The railway was electrified in October 2010 as part of the Airdrie–Bathgate rail link, which resulted in a second platform being brought into service in October 2008. As of December 2010, all trains on the Uphall station line are electrified with passenger usage increasing dramatically due to the reliability of the trains, increased frequency (every 15 minutes Monday - Saturday during peak times) and the short journey times (15–20 minutes into the centre of Edinburgh).

== Service ==
=== Winter 2010/11 (From 12 December 2010) ===
During the week there is an eastbound service to Edinburgh every 15 minutes which takes between 15 and 20 minutes to reach the centre of Edinburgh and 10 minutes to reach Edinburgh Park. An westbound service of two trains per hour to Milngavie and two trains per hour to Helensburgh Central, both via Glasgow operates 6 days a week as well (half hourly to Helensburgh only in the evening and on Sunday). The early morning commuter trains to Edinburgh are exceptionally popular to such an extent there is commonly no available parking at the station after 8.30am, this has pushed house prices within walking of the distance of the rail station up in recent years as passenger numbers have grown by around 35-40% a year to an estimated 600,000 in 2013/14.

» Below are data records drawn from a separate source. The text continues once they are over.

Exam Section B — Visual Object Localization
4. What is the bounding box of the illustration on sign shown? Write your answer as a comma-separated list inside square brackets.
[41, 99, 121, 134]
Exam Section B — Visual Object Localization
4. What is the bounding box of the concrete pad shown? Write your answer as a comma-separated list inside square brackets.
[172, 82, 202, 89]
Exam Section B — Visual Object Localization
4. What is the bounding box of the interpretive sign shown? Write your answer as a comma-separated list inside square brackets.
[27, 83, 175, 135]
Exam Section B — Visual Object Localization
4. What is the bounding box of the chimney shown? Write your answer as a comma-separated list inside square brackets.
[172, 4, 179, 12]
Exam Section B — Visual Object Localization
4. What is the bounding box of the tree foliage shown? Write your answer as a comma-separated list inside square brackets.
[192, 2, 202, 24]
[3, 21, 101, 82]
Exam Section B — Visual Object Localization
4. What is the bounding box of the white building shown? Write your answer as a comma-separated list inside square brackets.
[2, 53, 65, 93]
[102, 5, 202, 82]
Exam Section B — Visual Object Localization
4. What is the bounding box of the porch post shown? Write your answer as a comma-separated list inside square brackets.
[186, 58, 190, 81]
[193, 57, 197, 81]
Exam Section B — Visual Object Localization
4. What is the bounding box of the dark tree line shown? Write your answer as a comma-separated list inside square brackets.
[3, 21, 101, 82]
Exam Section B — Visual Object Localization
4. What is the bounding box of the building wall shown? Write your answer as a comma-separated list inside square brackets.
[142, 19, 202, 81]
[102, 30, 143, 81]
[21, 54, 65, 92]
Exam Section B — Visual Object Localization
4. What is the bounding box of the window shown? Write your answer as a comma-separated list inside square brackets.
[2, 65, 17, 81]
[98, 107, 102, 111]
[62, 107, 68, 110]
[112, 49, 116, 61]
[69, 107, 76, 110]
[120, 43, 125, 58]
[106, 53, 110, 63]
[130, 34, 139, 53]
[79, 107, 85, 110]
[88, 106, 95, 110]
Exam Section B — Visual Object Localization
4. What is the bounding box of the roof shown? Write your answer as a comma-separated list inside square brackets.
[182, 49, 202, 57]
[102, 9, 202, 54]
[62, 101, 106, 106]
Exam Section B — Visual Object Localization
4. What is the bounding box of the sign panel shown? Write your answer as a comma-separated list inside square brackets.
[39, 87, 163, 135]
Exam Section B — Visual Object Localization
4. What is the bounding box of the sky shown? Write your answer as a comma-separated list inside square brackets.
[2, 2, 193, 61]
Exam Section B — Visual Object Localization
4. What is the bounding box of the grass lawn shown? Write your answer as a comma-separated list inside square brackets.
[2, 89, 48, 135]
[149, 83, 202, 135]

The station has shelter and a ticket machine, no ticket barriers.

=== Access ===
A car parking area is located to the north and south of the station.

The only access between platforms is by public footway beyond either end of the station. At the eastern end this is via an underpass. The walking time between platforms, or between eastbound platform and car park is around 2 minutes.